I say that because it is, and so how does that work under the covers. You’re right. If a browser doesn’t understand what example.com is, it’s going to have to make a DNS lookup, which is a query. It’s a read request to find out what is the actual address of the server that I need to communicate to. That’s going to communicate to the edge of a DNS provider’s systems. It could be your ISP. It could be Dyn itself. It could be one of our competitors. It could be something where you tend to talk to — People think of Google as a DNS provider, and they are. But there’ two core differences or types of DNS systems to get that answer in the first place.
First is the recursive. You, as an internet provider, you must provide a recursive service to your customers because otherwise they won’t be able to get anywhere. At Google — For many years, those open recursives or the recursives that you would see, they weren’t necessarily open. They might be closed just to your ISP. For Comcast, which is my home provider, they give me a recursive and I can communicate through it. You don’t think much about it.
A recursive is actually a cache. It’s kind of like a CDN edge node in the sense that it’s going to remember answers for a period of time. Every DNS record has a time to live associated with it, a TTL, and that recursive will find out the answer from an authority, cleverly called and authority, the master. That authority is the definitive place where you can store manage your records as a user of DNS systems. You do not manage your records in a recursive. Google 220.127.116.11, one of Google’s well-known Anycasted IP addresses globally, is a recursive endpoint, and they allow you, anybody, to communicate through them.
At Oracle Dyn, we offer our own open recursive we have for many many years called Internet Guide, and there a number of others. In fact, there are thousands of open recursives on the internet that you can communicate through. They in turn go to the authority, and the authority is really where the core of the DNS master records are kept. That’s typically going to be managed via an API or some form of a user interface. As you make changes to your records, they will be propagated out — They’ll be available to be answered from the authority.

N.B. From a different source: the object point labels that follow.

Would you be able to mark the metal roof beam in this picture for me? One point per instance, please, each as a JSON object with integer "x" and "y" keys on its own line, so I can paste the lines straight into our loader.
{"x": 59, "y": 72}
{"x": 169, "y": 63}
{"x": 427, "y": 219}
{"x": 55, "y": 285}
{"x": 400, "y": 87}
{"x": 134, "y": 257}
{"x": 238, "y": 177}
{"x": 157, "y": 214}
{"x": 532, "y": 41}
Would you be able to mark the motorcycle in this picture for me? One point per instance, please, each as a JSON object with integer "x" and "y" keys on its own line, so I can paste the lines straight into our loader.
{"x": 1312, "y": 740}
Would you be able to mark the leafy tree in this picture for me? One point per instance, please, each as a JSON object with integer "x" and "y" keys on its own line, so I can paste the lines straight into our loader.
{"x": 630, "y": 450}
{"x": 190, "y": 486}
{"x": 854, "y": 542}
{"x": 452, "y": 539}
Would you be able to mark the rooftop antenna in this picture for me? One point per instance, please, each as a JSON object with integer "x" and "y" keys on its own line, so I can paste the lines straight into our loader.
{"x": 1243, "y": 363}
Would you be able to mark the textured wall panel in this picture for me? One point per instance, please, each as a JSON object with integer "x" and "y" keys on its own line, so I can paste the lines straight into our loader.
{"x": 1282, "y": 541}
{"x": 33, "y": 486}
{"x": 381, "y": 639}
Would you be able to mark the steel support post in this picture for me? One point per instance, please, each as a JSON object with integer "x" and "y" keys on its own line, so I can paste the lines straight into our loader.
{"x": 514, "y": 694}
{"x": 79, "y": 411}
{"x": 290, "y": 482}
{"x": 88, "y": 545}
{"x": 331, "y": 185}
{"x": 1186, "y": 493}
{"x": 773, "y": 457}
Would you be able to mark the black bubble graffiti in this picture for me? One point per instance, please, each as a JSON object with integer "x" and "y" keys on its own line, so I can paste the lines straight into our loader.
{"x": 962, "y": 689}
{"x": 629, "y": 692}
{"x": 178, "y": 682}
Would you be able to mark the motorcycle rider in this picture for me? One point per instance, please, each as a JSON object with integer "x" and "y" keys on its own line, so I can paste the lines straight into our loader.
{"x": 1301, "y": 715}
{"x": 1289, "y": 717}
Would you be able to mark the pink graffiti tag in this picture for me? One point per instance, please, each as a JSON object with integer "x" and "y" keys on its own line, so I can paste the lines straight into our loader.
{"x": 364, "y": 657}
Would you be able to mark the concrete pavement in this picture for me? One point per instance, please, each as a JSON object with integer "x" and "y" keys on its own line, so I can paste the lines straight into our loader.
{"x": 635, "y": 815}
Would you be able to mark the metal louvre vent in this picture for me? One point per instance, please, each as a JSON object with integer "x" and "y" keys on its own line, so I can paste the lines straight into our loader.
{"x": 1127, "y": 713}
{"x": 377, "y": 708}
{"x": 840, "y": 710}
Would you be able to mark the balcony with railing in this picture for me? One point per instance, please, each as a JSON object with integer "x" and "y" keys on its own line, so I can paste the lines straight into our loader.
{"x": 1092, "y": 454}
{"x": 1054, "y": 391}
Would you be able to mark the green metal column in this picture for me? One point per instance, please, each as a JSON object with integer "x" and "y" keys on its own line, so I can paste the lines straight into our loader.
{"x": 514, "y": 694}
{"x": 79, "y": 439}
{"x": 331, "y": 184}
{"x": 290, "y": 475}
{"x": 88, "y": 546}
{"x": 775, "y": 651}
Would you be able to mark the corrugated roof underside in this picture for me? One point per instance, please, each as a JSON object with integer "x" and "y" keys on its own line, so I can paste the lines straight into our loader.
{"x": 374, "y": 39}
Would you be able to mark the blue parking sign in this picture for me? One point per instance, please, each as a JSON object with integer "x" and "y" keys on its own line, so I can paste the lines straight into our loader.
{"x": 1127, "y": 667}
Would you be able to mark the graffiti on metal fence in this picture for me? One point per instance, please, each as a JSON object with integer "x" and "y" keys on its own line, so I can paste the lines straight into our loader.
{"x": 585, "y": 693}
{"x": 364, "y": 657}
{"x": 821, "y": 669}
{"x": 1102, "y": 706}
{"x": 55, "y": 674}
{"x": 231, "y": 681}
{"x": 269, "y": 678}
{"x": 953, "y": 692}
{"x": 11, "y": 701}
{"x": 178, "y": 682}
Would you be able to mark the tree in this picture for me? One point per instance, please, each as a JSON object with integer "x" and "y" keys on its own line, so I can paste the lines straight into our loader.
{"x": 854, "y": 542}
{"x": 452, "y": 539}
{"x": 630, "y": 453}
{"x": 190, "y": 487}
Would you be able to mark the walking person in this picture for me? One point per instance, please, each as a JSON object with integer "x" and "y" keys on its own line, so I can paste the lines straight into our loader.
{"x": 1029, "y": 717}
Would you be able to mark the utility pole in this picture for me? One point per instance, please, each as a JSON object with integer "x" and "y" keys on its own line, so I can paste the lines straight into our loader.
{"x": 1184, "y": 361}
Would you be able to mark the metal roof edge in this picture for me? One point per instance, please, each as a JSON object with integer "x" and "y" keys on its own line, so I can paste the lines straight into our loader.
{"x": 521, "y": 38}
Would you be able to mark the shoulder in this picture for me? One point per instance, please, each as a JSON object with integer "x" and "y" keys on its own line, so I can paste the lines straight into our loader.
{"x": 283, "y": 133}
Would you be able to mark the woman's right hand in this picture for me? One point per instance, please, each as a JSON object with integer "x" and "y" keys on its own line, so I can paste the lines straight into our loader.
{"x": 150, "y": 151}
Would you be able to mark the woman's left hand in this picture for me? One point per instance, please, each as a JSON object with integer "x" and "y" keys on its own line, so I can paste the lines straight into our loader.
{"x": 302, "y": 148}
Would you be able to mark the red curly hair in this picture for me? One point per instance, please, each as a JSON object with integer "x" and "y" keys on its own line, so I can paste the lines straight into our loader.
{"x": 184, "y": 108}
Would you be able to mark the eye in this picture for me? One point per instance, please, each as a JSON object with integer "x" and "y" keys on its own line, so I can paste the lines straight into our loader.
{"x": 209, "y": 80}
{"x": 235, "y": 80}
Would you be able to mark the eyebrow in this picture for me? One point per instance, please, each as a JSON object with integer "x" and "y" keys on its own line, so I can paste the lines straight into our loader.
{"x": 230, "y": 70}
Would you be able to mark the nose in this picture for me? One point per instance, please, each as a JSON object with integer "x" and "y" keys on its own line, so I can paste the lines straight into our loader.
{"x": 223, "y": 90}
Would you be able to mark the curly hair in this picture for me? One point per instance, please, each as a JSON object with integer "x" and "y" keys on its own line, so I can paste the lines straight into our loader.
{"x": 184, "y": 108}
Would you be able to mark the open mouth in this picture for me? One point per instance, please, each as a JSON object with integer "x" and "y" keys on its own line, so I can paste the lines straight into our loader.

I’ll actually hold on a deeper answer on how authorities are often structured and how we structure ours here. The recursive, if it doesn’t have it in the cache, it’s going to hit the authority and the authority is going to give up the answer for, for example, an A record, which is a v4 address. You’ll get that answer. The recursive will hold it for it’s time to live, which is — Then the past time to lives were very long; hours, maybe even days.
In the modern internet, time to lives tend to be very short. Technically, they could be zero seconds, but in reality, on the open internet, they never really work when they’re less than 20 or 30 seconds. By having a short TTL, what you’re allowing is the ability to failover or load balance through DNS mechanisms to another point and location. The authority is the one that’s going to tell the recursive how long the answer is good for, and then the recursive is responsible for keeping its cache warm and remembering that answer. Just like a CDN cache however, if there’s a lot of traffic, that cached answer might get flushed out of cache to answer the next set of 10,000 unique things that came along, and that’s the art of running a recursive versus running an authority.